The count variable (row_size) contains the number of elements for each trajectory, and is identified by having an attribute with name "sample_dimension" whose value is the sample dimension being counted. It must have the trajectory dimension as its single dimension, and must be type integer. The elements are associated with the trajectories using the same algorithm as in H.2.4.
When the number of elements at each trajectory vary, and the elements cannot be written in order, one can use the indexed ragged array representation. The canonical use case is when writing real-time data streams that contain reports from many trajectories. The data can be written as it arrives; if the flatsample dimension is the unlimited dimension, this allows data to be appended to the file.
Example H.15. Trajectories recording atmospheric composition in the indexed ragged array representation.

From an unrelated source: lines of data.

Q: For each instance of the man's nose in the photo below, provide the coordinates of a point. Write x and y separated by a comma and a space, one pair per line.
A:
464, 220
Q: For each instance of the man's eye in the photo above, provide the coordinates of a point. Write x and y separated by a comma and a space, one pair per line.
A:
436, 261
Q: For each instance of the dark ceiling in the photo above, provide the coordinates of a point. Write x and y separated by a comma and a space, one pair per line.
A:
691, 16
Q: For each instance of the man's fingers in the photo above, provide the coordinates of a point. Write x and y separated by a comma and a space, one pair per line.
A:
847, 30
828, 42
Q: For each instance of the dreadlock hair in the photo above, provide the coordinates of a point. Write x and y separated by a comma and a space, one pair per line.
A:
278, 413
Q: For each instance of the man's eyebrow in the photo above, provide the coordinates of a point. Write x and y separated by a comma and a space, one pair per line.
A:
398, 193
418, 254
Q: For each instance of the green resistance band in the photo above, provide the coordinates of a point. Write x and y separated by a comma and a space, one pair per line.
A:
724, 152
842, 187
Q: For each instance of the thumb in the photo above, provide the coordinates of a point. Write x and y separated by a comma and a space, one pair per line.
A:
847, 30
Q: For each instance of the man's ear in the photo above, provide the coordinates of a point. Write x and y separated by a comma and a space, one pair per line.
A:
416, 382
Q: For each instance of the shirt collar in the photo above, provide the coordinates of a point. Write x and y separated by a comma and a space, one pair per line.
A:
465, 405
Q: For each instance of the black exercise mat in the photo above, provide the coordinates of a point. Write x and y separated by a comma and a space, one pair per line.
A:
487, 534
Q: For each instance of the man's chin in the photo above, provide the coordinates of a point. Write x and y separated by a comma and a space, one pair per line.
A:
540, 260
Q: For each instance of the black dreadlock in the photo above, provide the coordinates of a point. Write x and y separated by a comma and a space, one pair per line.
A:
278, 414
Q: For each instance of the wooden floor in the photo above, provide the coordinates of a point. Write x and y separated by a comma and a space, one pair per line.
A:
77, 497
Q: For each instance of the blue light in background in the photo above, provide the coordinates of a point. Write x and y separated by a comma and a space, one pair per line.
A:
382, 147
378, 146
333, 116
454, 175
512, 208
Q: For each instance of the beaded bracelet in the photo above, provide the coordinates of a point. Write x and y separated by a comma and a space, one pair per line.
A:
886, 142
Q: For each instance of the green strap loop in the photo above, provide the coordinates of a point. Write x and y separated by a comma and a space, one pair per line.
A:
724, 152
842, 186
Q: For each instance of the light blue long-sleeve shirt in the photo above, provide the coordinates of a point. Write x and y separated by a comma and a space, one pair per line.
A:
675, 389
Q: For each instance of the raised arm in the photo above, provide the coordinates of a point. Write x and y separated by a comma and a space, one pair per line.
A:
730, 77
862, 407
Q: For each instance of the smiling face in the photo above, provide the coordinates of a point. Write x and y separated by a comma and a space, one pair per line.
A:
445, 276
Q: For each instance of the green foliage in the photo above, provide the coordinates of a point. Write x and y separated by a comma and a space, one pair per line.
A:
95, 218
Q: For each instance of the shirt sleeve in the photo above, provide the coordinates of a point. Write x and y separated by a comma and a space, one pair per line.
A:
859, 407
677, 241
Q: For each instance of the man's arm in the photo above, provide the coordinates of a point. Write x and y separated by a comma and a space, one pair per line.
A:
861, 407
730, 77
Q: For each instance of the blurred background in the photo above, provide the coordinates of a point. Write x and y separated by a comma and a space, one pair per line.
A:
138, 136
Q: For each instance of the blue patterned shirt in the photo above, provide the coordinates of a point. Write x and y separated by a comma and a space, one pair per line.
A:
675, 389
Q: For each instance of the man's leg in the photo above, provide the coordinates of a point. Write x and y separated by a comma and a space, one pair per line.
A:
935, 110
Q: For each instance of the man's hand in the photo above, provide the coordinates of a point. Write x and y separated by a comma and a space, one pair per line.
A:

dimensions: obs = UNLIMITED ; trajectory = 77 ; variables: char trajectory(trajectory, name_strlen) ; trajectory:cf_role = "trajectory_id"; int trajectory_index(obs) ; trajectory_index:long_name = "index of trajectory this obs belongs to " ; trajectory_index:instance_dimension= "trajectory" ; double time(obs) ; time:standard_name = "time"; time:long_name = "time" ; time:units = "days since 1970-01-01 00:00:00" ; float lon(obs) ; lon:standard_name = "longitude"; lon:long_name = "longitude" ; lon:units = "degrees_east" ; float lat(obs) ; lat:standard_name = "latitude"; lat:long_name = "latitude" ; lat:units = "degrees_north" ; float z(obs) ; z:standard_name = “altitude”; z:long_name = "height above mean sea level" ; z:units = "km" ; z:positive = "up" ; z:axis = "Z" ; float O3(obs) ; O3:standard_name = “mass_fraction_of_ozone_in_air”; O3:long_name = "ozone concentration" ; O3:units = "1e-9" ; O3:coordinates = "time lon lat z" ; float NO3(obs) ; NO3:standard_name = “mass_fraction_of_nitrate_radical_in_air”; NO3:long_name = "NO3 concentration" ; NO3:units = "1e-9" ; NO3:coordinates = "time lon lat z" ; attributes: :featureType = "trajectory";
The O3(o) and NO3(o) data are associated with the coordinate values time(o), lat(o), lon(o), and alt(o). All elements for one trajectory will have the same trajectory index value. The sample dimension (obs) may be the unlimited dimension or not.
The index variable (trajectory_index) is identified by having an attribute with name of "instance_dimension" whose value is the trajectory dimension name. It must have the sample dimension as its single dimension, and must be type integer. Each value in the trajectory_index variable is the zero-based trajectory index that the element belongs to. The elements are associated with the trajectories using the same algorithm as in H.2.5.